Only an association was seen between lung function and greener environments, and not a cause-and-effect link.
Queiroz Almeida said it seemed to matter more that kids lived in green neighborhoods as they grew up than if they lived there when they were born.
His team also studied living next to what's known as "blue space," such as rivers or the sea. They found no link with children's lung health, but fewer than 1% of children in this study lived within a half-mile of blue space, so a link could not be ruled out for shorter distances.

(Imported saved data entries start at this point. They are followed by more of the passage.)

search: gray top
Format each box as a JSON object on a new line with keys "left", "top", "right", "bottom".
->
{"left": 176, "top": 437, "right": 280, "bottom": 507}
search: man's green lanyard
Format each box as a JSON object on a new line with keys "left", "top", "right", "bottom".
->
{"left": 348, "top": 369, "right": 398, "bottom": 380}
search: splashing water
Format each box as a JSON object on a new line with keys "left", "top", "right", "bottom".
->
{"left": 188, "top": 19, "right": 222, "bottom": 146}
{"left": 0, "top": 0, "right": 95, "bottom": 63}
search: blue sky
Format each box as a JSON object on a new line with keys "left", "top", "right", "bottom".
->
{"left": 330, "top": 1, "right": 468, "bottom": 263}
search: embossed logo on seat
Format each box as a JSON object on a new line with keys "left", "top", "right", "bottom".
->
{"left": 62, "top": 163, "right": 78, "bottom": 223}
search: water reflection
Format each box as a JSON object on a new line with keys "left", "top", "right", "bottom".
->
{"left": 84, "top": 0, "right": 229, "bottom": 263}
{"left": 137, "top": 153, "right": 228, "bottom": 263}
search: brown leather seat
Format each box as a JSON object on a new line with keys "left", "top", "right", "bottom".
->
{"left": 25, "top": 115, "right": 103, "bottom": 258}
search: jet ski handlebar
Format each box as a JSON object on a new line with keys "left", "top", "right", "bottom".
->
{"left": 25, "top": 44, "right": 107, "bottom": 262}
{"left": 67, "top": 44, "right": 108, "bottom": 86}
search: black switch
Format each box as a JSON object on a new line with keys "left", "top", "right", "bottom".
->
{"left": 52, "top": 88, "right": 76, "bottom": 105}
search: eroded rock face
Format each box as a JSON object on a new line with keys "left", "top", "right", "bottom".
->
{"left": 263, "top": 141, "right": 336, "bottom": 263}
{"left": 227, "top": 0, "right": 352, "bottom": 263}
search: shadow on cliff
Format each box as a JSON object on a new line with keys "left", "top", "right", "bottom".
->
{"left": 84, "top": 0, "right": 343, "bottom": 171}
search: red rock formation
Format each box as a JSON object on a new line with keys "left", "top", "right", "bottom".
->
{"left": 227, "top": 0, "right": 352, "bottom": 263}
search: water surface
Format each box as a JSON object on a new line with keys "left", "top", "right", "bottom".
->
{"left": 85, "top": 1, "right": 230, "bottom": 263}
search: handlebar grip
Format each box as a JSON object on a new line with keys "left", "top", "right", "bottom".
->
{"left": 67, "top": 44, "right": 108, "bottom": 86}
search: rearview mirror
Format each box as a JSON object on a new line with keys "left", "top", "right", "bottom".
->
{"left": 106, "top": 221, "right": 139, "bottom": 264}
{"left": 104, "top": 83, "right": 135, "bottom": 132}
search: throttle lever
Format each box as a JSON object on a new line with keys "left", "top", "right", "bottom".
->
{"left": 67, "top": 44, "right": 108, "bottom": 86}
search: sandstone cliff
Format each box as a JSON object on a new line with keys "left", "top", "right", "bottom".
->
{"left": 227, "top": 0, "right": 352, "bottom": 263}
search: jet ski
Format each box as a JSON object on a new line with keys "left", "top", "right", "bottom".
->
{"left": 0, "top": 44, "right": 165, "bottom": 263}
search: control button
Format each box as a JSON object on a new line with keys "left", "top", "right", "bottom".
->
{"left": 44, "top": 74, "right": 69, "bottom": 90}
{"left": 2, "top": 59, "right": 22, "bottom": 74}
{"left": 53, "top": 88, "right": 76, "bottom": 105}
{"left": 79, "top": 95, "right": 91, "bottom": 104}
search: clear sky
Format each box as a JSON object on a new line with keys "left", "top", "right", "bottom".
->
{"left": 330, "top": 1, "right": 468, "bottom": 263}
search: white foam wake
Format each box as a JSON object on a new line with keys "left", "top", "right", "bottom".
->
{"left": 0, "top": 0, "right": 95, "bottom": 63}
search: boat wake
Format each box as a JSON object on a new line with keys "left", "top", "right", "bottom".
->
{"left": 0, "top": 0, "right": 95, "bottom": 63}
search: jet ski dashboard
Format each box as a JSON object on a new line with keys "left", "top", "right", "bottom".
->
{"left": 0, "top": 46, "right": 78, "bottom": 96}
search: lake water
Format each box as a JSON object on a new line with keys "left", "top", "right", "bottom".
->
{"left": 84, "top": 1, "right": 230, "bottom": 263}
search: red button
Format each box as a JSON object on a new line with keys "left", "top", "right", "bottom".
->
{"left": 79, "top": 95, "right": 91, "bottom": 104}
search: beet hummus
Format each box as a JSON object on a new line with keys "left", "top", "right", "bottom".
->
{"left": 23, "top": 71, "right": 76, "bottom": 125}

Moving to greener areas may be one strategy to improve children's lung function, Queiroz Almeida said. Yet many families may be unable to afford to live in greener neighborhoods.
"To reduce health inequalities, we need to make our cities greener, especially in areas where there is little or no green space," he said, adding that it's important to involve families to make sure parks and gardens suit their needs.
Researchers plan to continue to investigate role of green and blue spaces in other areas of children's health. They plan to use focus groups to understand how and why younger people use green spaces.
"We know that early childhood is a crucial time for lungs to grow and develop, and that a child's environment and the air they breathe can have an impact on their lung health for the rest of their life," said Dr. Marielle Pijnenburg, head of the pediatric assembly of the European Respiratory Society. She reviewed the findings.
"This study suggests that making sure our children grow up close to parks, gardens and green spaces could help improve their lung health, although as the authors said the mechanisms for this are unknown and may be complex," Pijnenburg said in the release. "This finding contributes to a growing number of studies that show health benefits of making our neighborhoods greener and healthier."